第7章 ep7 嫉妬
ーーー・・・
手洗い場で話しかけてきた数人の女子生徒たちは、りこを階段下まで連れてきた。
(何で人に絡まれるのは階段が多いんだろう・・・)
とんちんかんな事を考えていると、目の前の女子達の真ん中に立っていた女子生徒が口を開いた。
「りこさん、だっけ?」
「あ、はい・・・」
「あのさ、率直に聞くんだけど、あなた及川くんの何?」
強い口調で問いただされるが、りこには困った質問だった。
昔馴染み、と言っても面倒臭い。
「いえ、特に関係はない、と思います」
「そうなの?何か及川くんのこと、随分あしらってるように見えるけど」
(あぁ、きっと避けてたから、それを見てたのかな・・・)
と言うことは、この生徒達は・・・
「及川くんはね、皆に優しいの!それに舞い上がって気取ってるの、見てて腹立つのよね」
(嫉妬か・・・)
女子特有の感情かもしれない。
自分がされていないことを他人がされると、妬ましく恨ましく思う感情。
きっとこの子達は、及川の事が好きなんだな、と感じ取れる。
(まぁ、あんだけ色々と揃ってたらね・・・)
正に、王子様キャラと言うか、色々と恵まれている、彼は本当に。
「そんな風に見られていたなら、ごめんなさい。

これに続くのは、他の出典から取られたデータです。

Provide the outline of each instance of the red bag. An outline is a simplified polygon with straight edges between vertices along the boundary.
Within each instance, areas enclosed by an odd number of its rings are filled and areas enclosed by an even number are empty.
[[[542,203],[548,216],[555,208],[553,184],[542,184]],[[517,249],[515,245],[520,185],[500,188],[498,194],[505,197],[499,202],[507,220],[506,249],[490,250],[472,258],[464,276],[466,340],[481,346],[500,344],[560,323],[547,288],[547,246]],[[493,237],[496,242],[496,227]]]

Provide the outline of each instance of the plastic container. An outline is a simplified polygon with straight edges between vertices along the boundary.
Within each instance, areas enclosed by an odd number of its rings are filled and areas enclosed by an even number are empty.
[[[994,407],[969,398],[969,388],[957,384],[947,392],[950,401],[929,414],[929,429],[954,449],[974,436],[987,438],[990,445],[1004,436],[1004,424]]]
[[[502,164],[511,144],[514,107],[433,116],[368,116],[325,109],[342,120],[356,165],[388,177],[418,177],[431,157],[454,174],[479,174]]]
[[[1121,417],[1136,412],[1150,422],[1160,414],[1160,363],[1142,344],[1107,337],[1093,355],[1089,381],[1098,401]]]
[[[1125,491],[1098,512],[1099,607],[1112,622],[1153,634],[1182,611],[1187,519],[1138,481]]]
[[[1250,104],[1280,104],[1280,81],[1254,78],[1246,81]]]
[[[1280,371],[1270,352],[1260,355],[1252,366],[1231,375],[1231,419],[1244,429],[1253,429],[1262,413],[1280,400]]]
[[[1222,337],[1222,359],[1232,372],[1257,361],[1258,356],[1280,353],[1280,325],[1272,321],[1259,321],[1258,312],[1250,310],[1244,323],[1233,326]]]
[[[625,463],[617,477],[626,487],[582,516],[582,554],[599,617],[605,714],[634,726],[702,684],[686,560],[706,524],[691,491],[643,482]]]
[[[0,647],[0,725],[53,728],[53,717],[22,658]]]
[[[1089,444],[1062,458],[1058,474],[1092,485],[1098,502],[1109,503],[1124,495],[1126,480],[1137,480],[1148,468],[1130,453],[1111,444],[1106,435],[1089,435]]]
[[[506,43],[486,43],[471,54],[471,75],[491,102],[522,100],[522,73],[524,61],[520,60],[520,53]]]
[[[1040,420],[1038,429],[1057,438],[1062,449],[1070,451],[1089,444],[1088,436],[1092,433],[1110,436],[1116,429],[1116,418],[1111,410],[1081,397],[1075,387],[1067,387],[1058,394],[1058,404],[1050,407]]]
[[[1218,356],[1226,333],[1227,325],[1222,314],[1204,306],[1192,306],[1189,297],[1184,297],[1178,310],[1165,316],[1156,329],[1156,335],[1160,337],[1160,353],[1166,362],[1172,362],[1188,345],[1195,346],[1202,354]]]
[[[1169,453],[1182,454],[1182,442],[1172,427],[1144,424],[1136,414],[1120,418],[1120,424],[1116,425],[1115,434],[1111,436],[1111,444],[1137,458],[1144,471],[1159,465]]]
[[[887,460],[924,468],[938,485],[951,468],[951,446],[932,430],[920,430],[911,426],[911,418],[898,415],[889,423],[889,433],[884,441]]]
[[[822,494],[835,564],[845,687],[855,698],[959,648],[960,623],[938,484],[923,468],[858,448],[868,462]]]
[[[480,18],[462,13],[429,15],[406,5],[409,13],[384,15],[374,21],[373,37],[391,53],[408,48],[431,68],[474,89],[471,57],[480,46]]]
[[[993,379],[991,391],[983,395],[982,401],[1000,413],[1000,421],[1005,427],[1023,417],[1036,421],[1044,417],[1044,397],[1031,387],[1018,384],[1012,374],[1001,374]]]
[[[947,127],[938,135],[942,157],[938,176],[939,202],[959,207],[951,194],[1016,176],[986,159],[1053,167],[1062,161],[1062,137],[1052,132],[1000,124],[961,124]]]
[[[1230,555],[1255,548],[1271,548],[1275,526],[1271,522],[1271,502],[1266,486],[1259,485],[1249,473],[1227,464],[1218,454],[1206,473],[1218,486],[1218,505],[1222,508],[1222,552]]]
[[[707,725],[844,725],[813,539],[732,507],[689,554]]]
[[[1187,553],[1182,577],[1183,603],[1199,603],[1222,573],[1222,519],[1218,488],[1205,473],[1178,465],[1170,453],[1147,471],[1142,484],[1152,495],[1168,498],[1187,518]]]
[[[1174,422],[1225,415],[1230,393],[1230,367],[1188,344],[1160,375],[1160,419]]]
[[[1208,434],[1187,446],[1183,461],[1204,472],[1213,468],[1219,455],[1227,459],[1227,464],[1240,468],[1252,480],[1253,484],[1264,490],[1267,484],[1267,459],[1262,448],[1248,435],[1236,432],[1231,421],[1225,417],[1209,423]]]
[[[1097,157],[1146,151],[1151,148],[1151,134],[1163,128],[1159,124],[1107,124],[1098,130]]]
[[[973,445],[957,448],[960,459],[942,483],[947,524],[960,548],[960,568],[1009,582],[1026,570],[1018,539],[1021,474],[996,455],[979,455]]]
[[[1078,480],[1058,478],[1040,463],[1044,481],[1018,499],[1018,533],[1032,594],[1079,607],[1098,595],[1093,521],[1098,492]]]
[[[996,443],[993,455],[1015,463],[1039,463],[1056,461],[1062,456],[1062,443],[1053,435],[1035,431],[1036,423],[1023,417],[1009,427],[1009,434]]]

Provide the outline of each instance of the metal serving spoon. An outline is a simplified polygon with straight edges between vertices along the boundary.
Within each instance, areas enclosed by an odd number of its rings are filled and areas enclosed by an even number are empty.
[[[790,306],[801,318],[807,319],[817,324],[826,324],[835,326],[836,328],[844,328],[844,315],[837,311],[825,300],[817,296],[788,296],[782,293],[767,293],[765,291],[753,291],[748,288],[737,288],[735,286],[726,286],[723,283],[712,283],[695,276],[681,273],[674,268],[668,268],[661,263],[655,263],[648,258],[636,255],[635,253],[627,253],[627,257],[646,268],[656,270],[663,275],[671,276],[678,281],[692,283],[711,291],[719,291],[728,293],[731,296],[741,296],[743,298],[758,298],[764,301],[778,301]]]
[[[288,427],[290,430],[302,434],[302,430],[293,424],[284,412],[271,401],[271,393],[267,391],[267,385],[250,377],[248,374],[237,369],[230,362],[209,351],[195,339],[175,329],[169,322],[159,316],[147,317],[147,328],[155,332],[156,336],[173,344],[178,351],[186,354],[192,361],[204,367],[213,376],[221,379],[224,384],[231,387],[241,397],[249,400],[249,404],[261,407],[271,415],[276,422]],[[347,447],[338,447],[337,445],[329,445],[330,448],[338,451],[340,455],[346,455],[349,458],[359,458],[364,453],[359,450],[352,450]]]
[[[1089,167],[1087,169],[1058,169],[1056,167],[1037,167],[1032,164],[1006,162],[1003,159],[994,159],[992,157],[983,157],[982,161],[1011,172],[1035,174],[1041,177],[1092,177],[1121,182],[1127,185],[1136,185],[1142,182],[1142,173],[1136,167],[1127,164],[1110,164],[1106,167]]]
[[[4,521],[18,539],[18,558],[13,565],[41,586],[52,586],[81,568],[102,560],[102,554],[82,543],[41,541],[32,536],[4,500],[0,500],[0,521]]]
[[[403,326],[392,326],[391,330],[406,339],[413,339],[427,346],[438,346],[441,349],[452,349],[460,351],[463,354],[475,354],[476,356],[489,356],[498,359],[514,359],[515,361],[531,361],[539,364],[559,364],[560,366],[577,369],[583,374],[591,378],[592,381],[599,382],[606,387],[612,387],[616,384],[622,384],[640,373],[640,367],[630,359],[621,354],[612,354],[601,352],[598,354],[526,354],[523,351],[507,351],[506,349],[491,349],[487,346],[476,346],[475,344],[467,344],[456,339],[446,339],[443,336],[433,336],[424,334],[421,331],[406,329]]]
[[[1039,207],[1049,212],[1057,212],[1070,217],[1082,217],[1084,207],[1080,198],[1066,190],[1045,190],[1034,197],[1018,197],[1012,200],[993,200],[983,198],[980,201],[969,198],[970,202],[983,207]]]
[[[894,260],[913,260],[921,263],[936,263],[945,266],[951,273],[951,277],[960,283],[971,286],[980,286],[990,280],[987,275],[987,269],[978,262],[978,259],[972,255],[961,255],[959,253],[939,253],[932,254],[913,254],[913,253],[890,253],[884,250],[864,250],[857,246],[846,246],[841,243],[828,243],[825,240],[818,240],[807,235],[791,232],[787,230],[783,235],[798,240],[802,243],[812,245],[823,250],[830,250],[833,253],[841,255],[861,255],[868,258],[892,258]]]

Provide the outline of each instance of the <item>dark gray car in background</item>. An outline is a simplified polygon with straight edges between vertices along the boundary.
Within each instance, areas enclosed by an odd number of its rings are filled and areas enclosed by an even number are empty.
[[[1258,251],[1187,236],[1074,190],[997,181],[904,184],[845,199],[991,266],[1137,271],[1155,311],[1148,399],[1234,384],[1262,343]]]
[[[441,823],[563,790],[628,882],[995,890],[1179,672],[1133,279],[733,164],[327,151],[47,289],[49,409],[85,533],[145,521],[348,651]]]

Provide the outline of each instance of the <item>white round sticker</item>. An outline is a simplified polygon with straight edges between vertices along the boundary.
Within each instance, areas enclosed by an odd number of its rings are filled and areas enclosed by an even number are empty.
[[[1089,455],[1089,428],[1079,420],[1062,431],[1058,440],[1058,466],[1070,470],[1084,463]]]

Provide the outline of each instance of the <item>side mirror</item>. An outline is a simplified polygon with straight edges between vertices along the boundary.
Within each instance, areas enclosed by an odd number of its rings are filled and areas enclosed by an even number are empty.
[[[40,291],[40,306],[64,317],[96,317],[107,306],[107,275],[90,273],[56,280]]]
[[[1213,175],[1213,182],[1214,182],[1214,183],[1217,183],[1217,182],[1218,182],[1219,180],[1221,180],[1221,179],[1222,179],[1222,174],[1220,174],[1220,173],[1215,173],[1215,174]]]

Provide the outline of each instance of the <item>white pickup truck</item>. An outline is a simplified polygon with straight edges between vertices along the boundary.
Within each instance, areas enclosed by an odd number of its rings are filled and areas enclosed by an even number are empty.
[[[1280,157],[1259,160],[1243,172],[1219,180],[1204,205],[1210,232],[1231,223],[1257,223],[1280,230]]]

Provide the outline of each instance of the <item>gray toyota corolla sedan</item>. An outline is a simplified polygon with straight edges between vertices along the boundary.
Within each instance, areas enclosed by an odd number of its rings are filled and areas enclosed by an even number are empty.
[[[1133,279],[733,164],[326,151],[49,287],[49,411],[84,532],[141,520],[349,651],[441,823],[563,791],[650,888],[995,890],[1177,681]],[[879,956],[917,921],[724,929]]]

でも私、別に舞い上がったりしてる訳じゃないの。彼のことは本当に何も思ってないし」
「はぁ?」
火に油か、他の女子達がざわつき出した。
「この子が転校してきてから、及川くんお菓子とか受け取ってくれなくなったのよ」
「そうよ、前はちゃんと貰ってくれたのに!」
(あ・・・まずかったかな?)
更にめんどくさい事になっていきそうな様子に、りこは心の中でため息をついた。
すると、
「おい、何やってんだよ」
「!!」
全員が、声のした方を向く。
そこには、りこと同じクラスの岩泉が眉間にシワを寄せて立っていた。
「い、岩泉、くん・・・」
「皆で仲良くお喋りって感じじゃねぇな。なんだ、イジメか?」
睨むような視線を向ける岩泉に、女子生徒たちは目線をそらす。